Masih besarnya jumlah penduduk miskin menjadi pekerjaan rumah pemerintah. Bukan rahasia lagi, salah satu kantong kemiskinan adalah pedesaan yang notabene mayoritas penduduknya mencari nafkah di bidang pertanian. Di sisi lain pertanian juga masih diandalkan untuk mengentaskan masyarakat dari kemiskinan. Usai rakornas gabungan 3 Desember silam, Menteri Pertanian Amran Sulaiman mengungkap langkah baru pemerintah untuk mengatasi hal itu.
Jumlah penduduk miskin, menurut Mentan, sebanyak 27 juta jiwa di seluruh Indonesia. Jumlah ini dibagi empat sehingga ada 8 juta rumah tangga yang menjadi sasaran program. Caranya, pertama, guna memenuhi gizi keluarga, pemerintah akan membagikan ayam 10 ekor untuk tiap keluarga. Ayam itu diharapkan bertelur setiap hari sehingga masing-masing keluarga terjamin kebutuhan proteinnya.
Kedua, ada program bantuan benih jagung beserta pupuknya gratis untuk lahan seluas 4 juta ha. Ini ditujukan kepada keluarga petani di pedesaan yang punya lahan. Mereka bisa bertanam jagung di lahan-lahan tidur di kawasan sekitar. Selain jagung, padi, dan bawang, akan dibagikan pula bibit tanaman perkebunan, termasuk buah, seperti mangga, rambutan, dan alpukat. Dengan harapan, hasilnya bisa menjadi sumber pendapatan dalam jangka panjang. Tiap keluarga akan mendapatkan 5-10 batang. Bakal tersedia 40 juta batang bibit.
Sementara keluarga lain yang tidak punya lahan, diminta berkelompok. Satu kelompok terdiri dari 30 orang. Mereka akan diberi alsintan berupa traktor roda empat, mesin tanam, atau mesin panen padi. Misal, bantuan traktor beserta suku cadangnya senilai Rp500 juta. Kelompok ini diarahkan untuk menggunakan bantuan pemerintah tersebut sebagai modal menjalankan bisnis penyedia jasa alsintan, seperti jasa olah tanah.
“Kita latih mereka. Kita beri pendampingan dari kalangan kampus. Ini pendapatannya bisa Rp2 juta per hari. Nah, ketiga puluh orang miskin ini, pendapatannya masing-masing langsung Rp2 juta/bulan, di luar dari telur. Berarti sudah lepas dia dari kemiskinan,” ucap Mentan penuh semangat.
Untuk melaksanakan program “membunuh” kemiskinan tersebut selama tiga tahun, Kementerian Pertanian mengalokasikan anggaran senilai Rp800 miliar. Kita tentu berharap yang terbaik dari program tersebut. Masyarakat penerima bantuan benar-benar mengambil manfaat sebesar-besarnya dari barang bantuan tersebut. Manfaat yang berkelanjutan tentu saja. Jadi sifat bantuan itu memberikan kail yang bisa digunakan masyarakat kurang beruntung untuk berjuang mendapatkan ikan (nafkah). Bukan menyediakan ikan tanpa perjuangan. Sementara pemerintah juga berhasil mengentaskan kemiskinan seperti tujuan program.
Ide memberantas kemiskinan tersebut menarik. Namun kita juga menitipkan pesan agar jangan sampai barang bantuan, terutama alsintan, mangkrak menjadi besi tua. Kendati merupakan bantuan, instansi pemerintah yang bertanggung jawab mengelola masyarakat miskin, seperti Kementerian Desa, hendaknya tetap melaksanakan seleksi calon penerima bantuan agar tepat sasaran.

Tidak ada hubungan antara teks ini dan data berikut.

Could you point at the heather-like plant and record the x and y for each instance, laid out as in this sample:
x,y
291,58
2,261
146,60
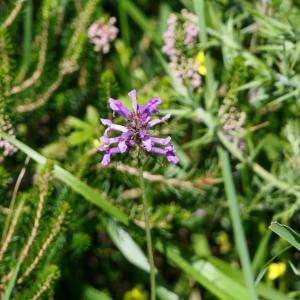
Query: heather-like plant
x,y
33,224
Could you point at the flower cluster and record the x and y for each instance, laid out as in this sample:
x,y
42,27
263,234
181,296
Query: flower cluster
x,y
232,121
101,33
180,41
8,149
136,132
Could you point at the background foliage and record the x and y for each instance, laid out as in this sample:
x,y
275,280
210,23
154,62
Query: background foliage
x,y
72,229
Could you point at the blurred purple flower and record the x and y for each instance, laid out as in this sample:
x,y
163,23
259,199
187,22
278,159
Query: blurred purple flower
x,y
101,33
136,133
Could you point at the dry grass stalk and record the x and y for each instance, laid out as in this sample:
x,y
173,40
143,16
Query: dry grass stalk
x,y
54,232
11,229
43,41
46,285
208,180
24,253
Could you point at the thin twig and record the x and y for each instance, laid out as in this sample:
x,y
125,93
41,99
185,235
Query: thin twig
x,y
13,14
196,184
14,197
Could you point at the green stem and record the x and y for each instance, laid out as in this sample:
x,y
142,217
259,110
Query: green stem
x,y
237,223
148,236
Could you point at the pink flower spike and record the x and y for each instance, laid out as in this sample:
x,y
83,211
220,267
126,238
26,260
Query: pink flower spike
x,y
132,95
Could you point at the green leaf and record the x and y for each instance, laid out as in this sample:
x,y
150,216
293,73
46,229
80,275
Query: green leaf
x,y
77,185
79,137
133,253
91,293
207,280
127,246
92,115
286,233
76,123
237,223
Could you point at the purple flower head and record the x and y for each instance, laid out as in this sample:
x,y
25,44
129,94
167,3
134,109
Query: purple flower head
x,y
136,132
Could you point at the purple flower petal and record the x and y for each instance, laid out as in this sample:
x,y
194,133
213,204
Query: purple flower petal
x,y
132,95
122,146
158,150
162,141
106,122
159,121
106,159
107,140
151,106
173,159
147,144
119,108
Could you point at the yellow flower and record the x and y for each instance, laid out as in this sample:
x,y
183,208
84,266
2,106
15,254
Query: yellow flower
x,y
137,293
223,241
200,60
276,270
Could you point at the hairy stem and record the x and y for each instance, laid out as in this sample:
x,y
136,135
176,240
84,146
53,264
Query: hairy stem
x,y
148,236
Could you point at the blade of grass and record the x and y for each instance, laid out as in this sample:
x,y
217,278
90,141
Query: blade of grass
x,y
208,280
199,6
77,185
125,32
237,223
286,233
9,288
137,15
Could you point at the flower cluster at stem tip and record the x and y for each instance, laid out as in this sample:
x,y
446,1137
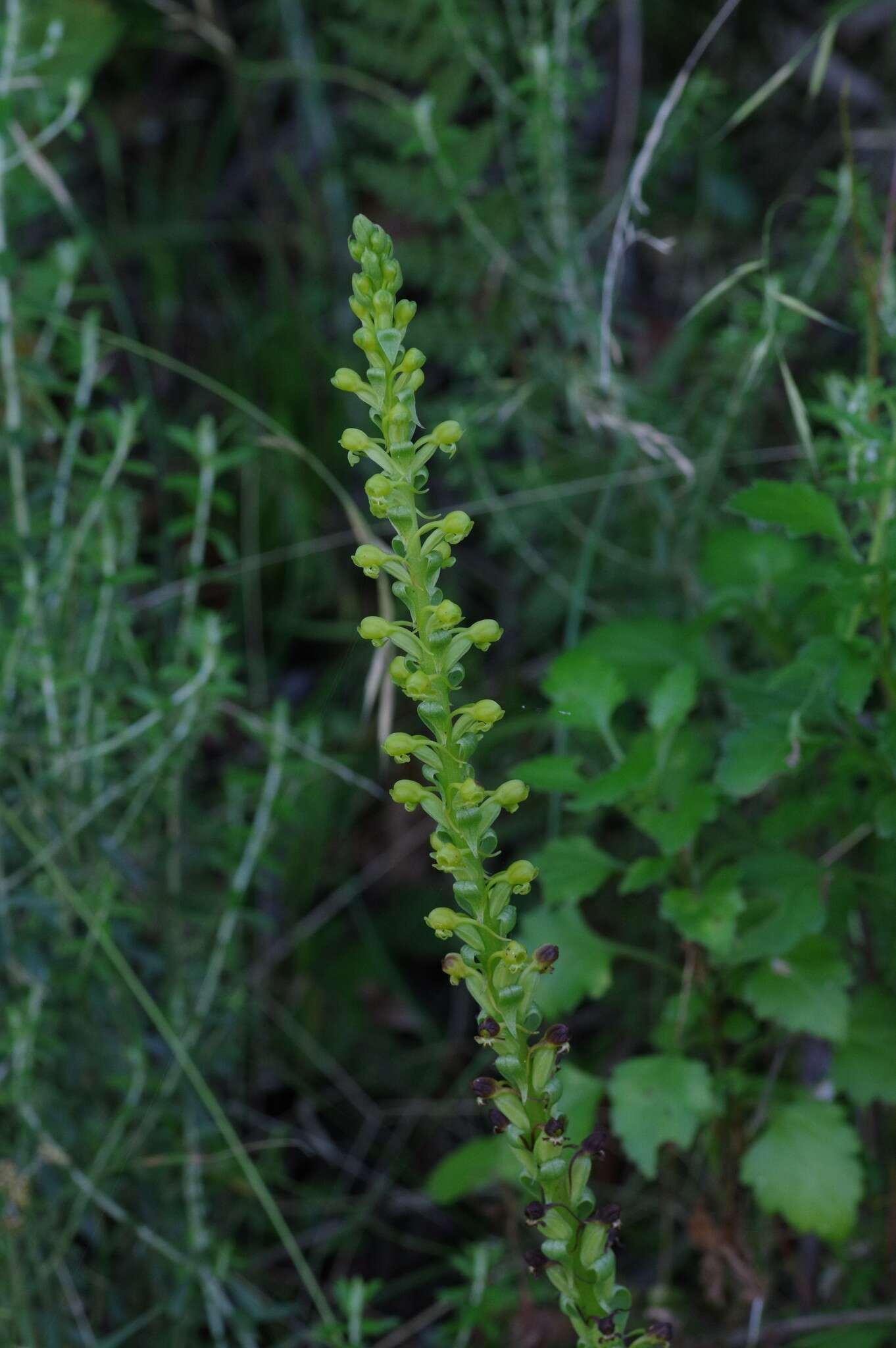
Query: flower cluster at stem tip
x,y
577,1239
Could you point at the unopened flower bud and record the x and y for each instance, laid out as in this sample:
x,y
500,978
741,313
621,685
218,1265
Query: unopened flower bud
x,y
487,712
555,1129
442,921
375,629
535,1260
448,858
488,1031
519,875
457,970
546,958
414,359
362,228
370,558
515,956
356,441
409,793
348,380
596,1142
456,526
485,633
401,746
511,794
448,433
448,613
362,338
418,684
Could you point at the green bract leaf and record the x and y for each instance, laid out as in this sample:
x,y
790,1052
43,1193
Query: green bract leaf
x,y
584,968
799,507
581,1097
585,690
674,698
622,781
710,917
805,991
751,758
643,649
573,868
805,1166
865,1061
473,1165
657,1099
551,773
739,558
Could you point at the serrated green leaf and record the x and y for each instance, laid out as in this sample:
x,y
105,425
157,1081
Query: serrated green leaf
x,y
674,698
657,1099
622,781
783,905
674,828
709,918
585,966
585,689
865,1061
805,1166
573,868
803,991
751,758
801,509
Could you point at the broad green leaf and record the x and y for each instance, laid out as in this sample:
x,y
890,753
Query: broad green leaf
x,y
801,509
674,698
573,868
643,649
805,1166
710,917
623,779
783,905
657,1099
676,828
585,966
585,689
89,30
551,773
645,873
721,288
865,1061
473,1165
805,990
751,758
739,558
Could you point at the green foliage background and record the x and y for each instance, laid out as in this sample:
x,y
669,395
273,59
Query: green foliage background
x,y
234,1087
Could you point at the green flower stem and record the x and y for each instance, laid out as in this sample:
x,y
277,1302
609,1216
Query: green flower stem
x,y
576,1241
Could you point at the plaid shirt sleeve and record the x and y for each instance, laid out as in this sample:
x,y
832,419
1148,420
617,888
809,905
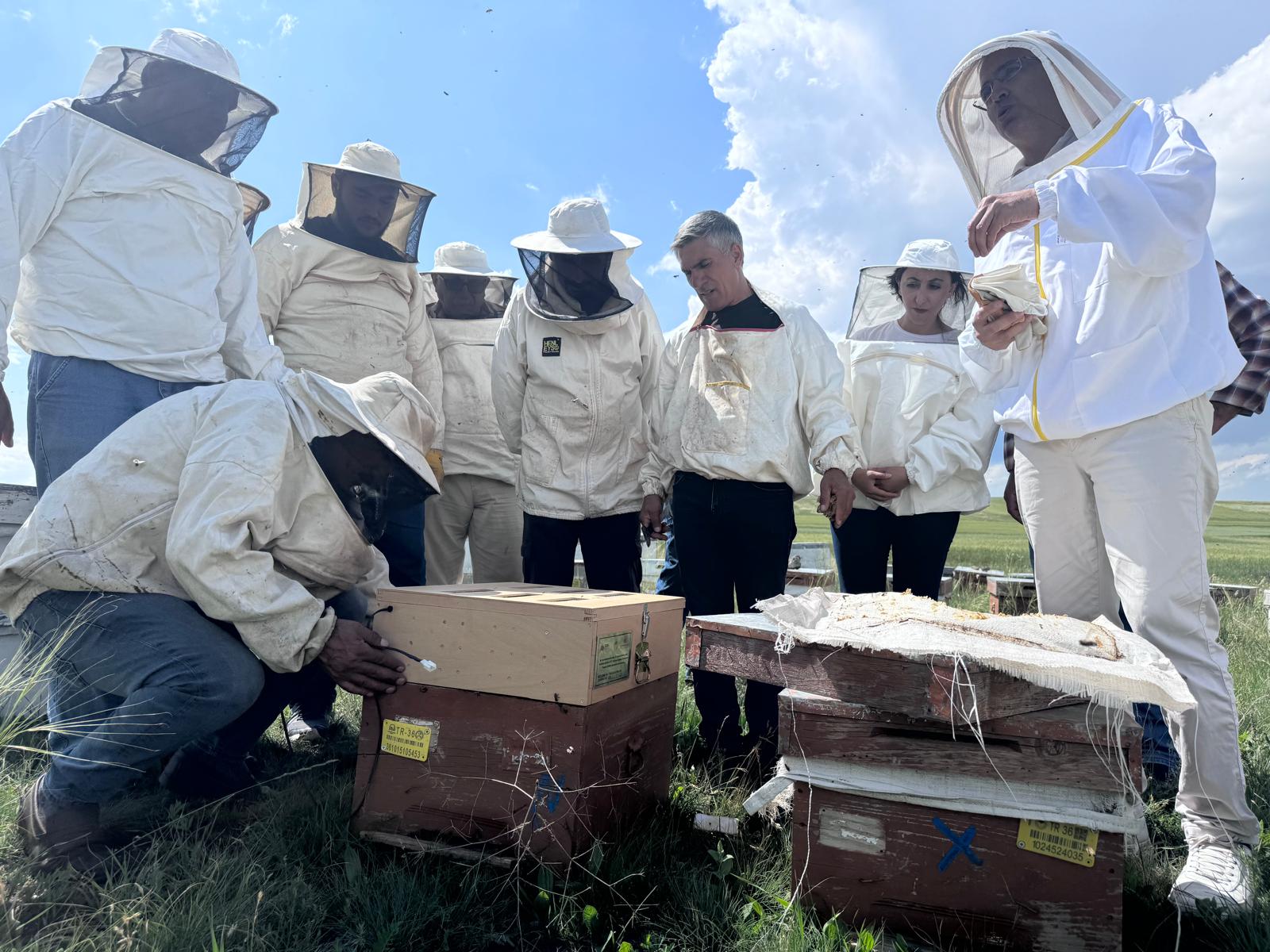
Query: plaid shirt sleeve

Mereka yang terseleksi benar-benar mendapat pelatihan teknis menangani alsintan dan mengelola bisnis penyedia jasa alsintan supaya usahanya berkelanjutan. Untuk itu pemerintah bisa menggandeng para produsen alsintan terkait. Para penyuluh pertanian pun perlu mendapat pelatihan yang sama agar bisa membantu petani di wilayah kerjanya.
Selain itu, bantuan benih harus terjaga kualitasnya. Pasalnya, di lapangan acap kali terdengar petani mengeluhkan kualitas benih bantuan kurang baik sehingga bukannya ditanam malah dijual kembali. Mereka lalu membeli benih yang sesuai keinginan. Setelah menanam, mereka perlu diajari berjejaring dalam memasarkan produk agar memperoleh harga yang baik.
Betapapun ratusan miliar anggaran pemerintah yang dibelanjakan untuk memberikan bantuan tersebut dikumpulkan dari pajak masyarakat yang lain. Jangan sampai anggaran itu sia-sia dan rumah tangga miskin yang dibantu tidak kunjung naik kelas.